Cultural Notice: Black History Month

Kyla Kamugu '21, Contributing Writer

It is that time of year when love is in the air and the whole month has been dedicated to love and the history of black people. Happy Black History Month! It is a way for society to say that we have this time and this time only to celebrate who we are and all we have been through–with their permission, of course, and with a sugar coating.

It is honestly sickening to see the kind of stagnance our society is perpetuating when it comes to equality. Black people are still dying and there is still police brutality. Hence,there is no reason to celebrate.
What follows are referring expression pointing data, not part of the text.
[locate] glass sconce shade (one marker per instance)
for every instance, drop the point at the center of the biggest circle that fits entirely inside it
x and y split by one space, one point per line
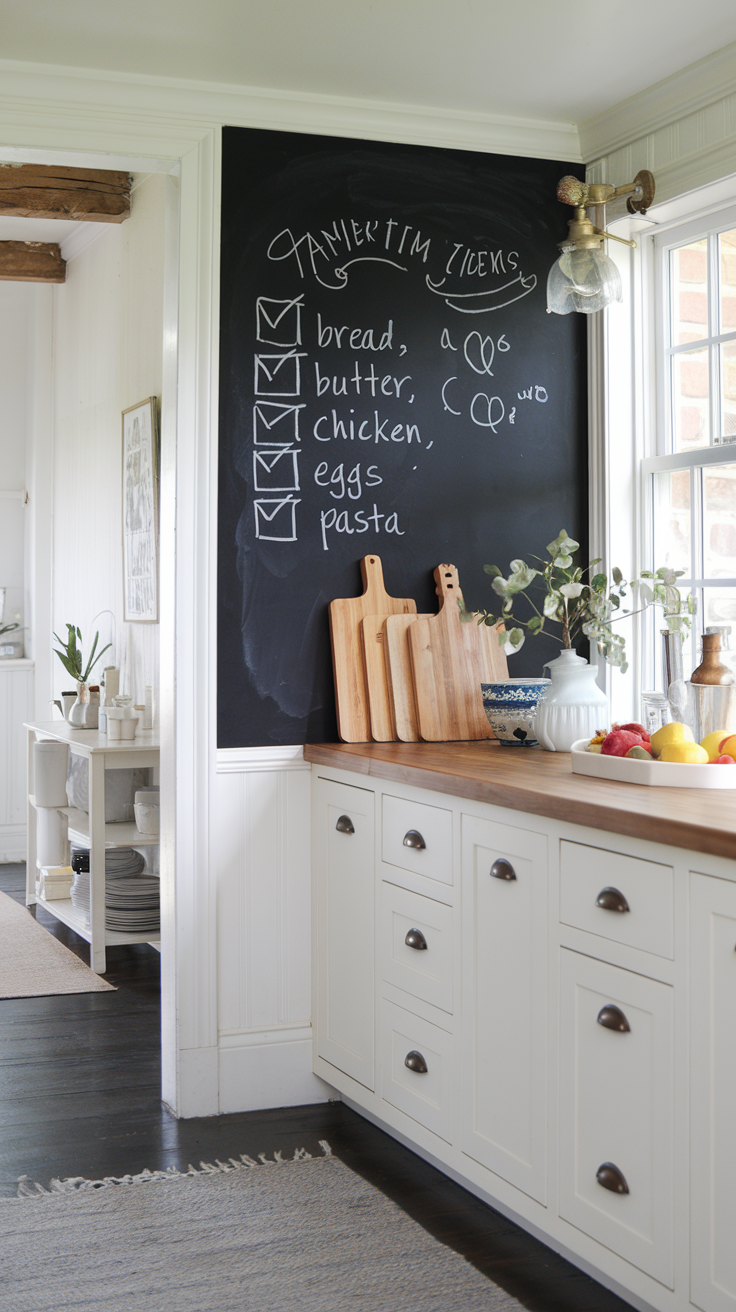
583 280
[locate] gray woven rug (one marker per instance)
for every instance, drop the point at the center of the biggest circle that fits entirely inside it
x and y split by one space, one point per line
33 963
302 1236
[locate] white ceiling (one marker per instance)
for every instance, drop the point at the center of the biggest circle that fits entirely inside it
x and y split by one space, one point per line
563 61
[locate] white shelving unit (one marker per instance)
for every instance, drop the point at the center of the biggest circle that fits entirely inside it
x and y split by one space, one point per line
89 829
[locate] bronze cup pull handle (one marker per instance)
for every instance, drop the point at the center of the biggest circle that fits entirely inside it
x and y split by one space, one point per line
413 839
613 1018
610 1177
503 869
415 1062
415 938
610 899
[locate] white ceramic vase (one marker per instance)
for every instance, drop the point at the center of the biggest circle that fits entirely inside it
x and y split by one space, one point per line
573 706
84 711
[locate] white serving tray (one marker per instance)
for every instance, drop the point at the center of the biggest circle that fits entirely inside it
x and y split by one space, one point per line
664 774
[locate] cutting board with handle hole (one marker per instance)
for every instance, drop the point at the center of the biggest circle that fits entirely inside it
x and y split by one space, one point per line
348 661
450 660
400 678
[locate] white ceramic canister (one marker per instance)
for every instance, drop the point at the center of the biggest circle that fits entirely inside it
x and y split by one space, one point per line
50 773
51 836
573 706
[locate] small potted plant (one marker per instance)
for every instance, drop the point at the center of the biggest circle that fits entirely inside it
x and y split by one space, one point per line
83 713
572 602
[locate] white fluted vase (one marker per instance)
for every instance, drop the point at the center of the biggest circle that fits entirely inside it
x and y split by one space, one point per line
573 706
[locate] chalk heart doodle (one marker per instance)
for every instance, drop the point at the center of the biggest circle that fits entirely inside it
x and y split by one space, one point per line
484 411
480 350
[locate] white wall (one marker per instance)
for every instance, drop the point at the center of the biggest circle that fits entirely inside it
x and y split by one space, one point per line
16 310
108 352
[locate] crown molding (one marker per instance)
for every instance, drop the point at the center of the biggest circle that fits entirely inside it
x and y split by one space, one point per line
669 100
51 105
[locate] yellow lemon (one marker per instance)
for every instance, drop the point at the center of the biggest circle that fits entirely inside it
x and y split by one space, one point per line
727 744
713 741
685 753
674 732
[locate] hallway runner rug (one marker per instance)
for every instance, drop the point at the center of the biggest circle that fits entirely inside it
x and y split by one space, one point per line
299 1236
33 963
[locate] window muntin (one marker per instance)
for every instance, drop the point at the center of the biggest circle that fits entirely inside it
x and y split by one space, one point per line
690 478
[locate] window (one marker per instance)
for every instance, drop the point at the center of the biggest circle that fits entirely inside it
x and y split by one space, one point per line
690 476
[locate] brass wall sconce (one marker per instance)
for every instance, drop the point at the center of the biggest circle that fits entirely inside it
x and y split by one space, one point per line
585 278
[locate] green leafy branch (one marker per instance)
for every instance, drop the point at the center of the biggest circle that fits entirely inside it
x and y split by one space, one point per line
579 600
71 655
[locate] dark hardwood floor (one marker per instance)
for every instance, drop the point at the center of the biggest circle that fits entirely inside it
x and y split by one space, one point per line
80 1096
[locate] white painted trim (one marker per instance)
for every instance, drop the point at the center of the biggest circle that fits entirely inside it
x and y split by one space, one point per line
12 844
104 102
685 92
270 1034
242 760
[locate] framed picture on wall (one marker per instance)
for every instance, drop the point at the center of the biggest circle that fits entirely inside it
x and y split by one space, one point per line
141 512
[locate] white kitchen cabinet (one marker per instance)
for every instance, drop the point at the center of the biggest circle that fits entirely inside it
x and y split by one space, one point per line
492 1052
344 833
713 1092
615 1110
504 898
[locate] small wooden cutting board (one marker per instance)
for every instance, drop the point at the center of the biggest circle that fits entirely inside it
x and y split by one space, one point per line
450 660
400 678
345 615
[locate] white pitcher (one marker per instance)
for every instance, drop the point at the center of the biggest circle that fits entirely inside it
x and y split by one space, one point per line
573 706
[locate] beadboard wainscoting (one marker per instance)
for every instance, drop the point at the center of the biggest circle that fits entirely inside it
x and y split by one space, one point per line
16 706
260 862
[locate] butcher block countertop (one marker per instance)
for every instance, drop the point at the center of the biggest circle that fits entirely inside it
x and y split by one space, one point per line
543 783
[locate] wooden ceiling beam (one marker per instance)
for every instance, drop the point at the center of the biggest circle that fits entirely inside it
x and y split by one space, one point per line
46 192
32 261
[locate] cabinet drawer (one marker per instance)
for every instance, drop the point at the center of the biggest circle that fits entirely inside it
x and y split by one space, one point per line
344 853
423 1094
417 837
424 971
615 1110
639 896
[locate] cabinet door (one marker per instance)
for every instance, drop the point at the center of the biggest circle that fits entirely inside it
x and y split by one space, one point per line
615 1110
345 932
713 1093
505 1003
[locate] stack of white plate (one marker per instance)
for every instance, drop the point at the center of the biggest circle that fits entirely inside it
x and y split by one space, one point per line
131 898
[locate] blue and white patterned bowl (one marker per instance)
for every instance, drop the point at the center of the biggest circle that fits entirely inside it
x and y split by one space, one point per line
511 707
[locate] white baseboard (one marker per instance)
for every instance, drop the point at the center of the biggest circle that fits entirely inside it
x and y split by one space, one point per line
269 1068
12 844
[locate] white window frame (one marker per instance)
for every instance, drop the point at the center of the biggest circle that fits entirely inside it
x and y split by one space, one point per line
623 421
659 437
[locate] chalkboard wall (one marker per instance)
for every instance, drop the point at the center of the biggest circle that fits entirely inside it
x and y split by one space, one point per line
390 383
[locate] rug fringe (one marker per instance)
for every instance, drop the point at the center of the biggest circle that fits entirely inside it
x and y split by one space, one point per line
78 1184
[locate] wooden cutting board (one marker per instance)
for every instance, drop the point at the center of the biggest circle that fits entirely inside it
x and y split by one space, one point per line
450 660
400 678
348 664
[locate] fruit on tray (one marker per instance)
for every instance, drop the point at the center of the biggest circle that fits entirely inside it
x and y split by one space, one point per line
635 728
684 752
619 741
674 732
728 745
Society fights for the equality of women, but when it comes to giving the same kind of protection every normal human being is supposed to be afforded, why are there still 64,000 black women missing? The fight for LGBTQ+ rights is a beautiful movement, buy can anyone answer why out of the 22 transgender people who were killed last year, 18 of them were black trans women?

Should black people keep living in this constant cycle of saying the same thing as time moves on and squeeze everything into one month? All the way from the motherland in slave ships, including those who were stolen then thrown off board, to those shot by police officers blinded by color–is there room for all those names that society refuses to mention in one month? Is there room for all the sisters and brothers out there whose names have just become chants that grow meaningless over time–as society has silenced their families and made their cases turn cold?

Champions of freedom like Malcom X, Harriet Tubman, Rosa Parks and Martin Lurther King did not sacrifice their lives so that we can take four weeks to celebrate. The perception that most people have of the change in society is just a facade that society has to make their unfair treatment of black people look fair and make the majority groups look like victims.

I believe that Black History can’t be celebrated in only one month, its too rich for that.